Introduction: Many women nowadays postpone their first pregnancy to the fourth or fifth decades of their lives, which could emanate from social, economic and educational factors. This study was an attempt to evaluate the pregnancy and neonatal outcomes in women at 40 years of age or above.
Methods: In this retrospective study, we compared the pregnancy outcomes for women over the aged 40 with those of age group under the age of 40 years. The maternal and obstetrical data, from August 2009 to August 2013, were all obtained from hospitals obstetrical documents. The Chi-square test and the T-Test were used to determine the relationship between the qualitative and the quantitative variables.

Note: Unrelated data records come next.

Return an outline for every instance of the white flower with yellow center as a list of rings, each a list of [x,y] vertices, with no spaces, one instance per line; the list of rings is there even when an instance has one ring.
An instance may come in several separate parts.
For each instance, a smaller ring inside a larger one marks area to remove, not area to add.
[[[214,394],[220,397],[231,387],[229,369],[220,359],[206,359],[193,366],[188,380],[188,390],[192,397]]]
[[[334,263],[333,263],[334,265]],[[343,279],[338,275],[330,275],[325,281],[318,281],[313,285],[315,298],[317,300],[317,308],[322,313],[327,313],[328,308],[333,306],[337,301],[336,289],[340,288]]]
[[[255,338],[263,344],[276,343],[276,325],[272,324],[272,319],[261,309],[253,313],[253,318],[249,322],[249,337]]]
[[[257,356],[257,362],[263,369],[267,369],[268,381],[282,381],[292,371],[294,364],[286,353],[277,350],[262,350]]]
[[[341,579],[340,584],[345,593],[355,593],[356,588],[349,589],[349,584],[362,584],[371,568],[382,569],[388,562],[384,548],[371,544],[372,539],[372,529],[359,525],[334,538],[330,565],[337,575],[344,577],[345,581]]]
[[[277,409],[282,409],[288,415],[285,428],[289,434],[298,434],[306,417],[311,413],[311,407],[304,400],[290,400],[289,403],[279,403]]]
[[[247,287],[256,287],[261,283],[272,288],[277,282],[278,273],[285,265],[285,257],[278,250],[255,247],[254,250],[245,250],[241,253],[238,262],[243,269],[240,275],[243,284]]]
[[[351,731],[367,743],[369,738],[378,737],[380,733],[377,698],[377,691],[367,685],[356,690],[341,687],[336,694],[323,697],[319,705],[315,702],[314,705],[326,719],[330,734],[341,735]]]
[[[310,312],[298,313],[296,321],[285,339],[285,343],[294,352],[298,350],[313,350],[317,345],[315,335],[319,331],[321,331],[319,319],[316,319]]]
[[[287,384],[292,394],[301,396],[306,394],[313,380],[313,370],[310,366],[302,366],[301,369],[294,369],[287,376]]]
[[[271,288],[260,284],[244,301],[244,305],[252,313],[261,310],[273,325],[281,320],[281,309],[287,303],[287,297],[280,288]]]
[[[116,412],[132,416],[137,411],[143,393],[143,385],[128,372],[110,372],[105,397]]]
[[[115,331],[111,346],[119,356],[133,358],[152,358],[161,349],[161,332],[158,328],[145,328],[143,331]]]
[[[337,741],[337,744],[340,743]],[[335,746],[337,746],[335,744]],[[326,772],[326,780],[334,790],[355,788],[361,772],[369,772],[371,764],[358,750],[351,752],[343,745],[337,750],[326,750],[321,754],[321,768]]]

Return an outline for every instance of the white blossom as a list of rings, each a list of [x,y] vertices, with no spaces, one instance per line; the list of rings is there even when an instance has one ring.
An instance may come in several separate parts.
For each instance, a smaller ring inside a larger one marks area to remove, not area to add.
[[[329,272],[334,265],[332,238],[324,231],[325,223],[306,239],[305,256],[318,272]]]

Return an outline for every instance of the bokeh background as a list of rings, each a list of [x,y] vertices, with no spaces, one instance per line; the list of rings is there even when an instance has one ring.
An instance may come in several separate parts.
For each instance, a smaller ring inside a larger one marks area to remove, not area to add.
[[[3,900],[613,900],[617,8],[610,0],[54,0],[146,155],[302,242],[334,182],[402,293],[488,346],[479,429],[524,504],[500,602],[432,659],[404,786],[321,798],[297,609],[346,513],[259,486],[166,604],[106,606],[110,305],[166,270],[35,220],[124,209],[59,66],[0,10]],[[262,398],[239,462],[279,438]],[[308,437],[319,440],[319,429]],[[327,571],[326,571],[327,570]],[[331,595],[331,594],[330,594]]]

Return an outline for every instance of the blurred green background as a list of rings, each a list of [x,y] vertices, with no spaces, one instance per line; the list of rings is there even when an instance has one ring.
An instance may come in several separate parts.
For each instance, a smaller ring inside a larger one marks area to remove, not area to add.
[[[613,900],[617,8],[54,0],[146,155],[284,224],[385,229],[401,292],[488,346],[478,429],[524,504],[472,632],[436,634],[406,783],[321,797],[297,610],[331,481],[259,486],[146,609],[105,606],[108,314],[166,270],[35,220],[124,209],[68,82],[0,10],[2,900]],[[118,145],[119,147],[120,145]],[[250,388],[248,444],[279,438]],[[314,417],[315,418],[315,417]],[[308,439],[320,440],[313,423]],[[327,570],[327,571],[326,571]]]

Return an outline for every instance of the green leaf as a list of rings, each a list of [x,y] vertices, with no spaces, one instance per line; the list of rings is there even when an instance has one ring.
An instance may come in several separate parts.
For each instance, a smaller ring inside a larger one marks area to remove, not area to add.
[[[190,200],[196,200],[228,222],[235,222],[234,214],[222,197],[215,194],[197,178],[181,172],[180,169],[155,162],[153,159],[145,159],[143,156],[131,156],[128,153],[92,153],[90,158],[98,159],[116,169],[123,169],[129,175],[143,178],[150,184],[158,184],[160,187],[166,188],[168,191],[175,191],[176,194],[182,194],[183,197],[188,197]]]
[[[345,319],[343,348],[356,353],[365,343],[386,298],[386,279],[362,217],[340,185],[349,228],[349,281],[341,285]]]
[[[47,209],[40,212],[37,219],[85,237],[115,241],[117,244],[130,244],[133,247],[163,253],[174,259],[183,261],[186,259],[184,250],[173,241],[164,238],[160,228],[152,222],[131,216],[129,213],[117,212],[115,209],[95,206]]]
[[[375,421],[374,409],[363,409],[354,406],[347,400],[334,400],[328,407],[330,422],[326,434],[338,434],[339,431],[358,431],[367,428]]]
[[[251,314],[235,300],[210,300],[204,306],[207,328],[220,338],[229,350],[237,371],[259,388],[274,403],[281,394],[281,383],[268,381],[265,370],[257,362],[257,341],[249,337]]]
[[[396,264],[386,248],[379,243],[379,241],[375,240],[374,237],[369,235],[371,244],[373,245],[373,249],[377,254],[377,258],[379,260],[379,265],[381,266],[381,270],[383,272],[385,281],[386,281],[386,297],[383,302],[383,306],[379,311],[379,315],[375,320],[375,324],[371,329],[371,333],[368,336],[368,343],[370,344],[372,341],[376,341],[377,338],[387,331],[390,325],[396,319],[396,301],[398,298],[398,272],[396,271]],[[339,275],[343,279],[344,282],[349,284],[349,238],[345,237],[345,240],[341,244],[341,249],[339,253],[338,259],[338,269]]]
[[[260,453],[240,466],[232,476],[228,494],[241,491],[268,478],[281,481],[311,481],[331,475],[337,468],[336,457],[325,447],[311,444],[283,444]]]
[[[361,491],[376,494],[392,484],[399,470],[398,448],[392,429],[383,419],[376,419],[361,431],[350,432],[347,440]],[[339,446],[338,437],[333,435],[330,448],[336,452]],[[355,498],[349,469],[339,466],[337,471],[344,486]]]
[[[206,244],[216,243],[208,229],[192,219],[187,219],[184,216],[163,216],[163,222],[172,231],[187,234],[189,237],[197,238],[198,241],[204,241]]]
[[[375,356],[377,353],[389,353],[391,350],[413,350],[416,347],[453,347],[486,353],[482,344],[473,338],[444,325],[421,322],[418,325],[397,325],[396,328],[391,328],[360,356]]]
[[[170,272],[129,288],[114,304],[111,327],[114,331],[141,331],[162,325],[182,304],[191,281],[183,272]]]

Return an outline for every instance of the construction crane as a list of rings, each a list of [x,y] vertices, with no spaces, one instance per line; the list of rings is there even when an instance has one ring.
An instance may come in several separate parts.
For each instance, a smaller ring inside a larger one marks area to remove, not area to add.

Results: During the four years, a total number of 160 women, aged 40 or above gave birth, among which 25% was nulliparous. The mean age at delivery for the elderly group was 42.4 ± 2.1, which can be compared with the mean age of women (26.7± 4.7) under the age of 40. The gestational diabetes (p= 0.0001), gestational hypertension (p = 0.022), and polyhydramnios (p=0.010) occurred more often in women aged 40 or above. It is worth mentioning that the occurrence of anemia in the third trimester in the elderly group was lower than that of the younger group (8.8% vs. 23.1%) (p= 0.024). The preeclampsia, preterm labor, low birth weight, oligohydramnios, bleeding, emergency Cesarean section, and urinary tract infection were all similar in the two age groups.
Conclusion: This study showed that the adverse pregnancy outcomes were significantly higher in the women aged 40 years or above when compared with those of younger women. Therefore, there is an urgent need to provide more frequent prenatal care for the elderly women in primary health care centers.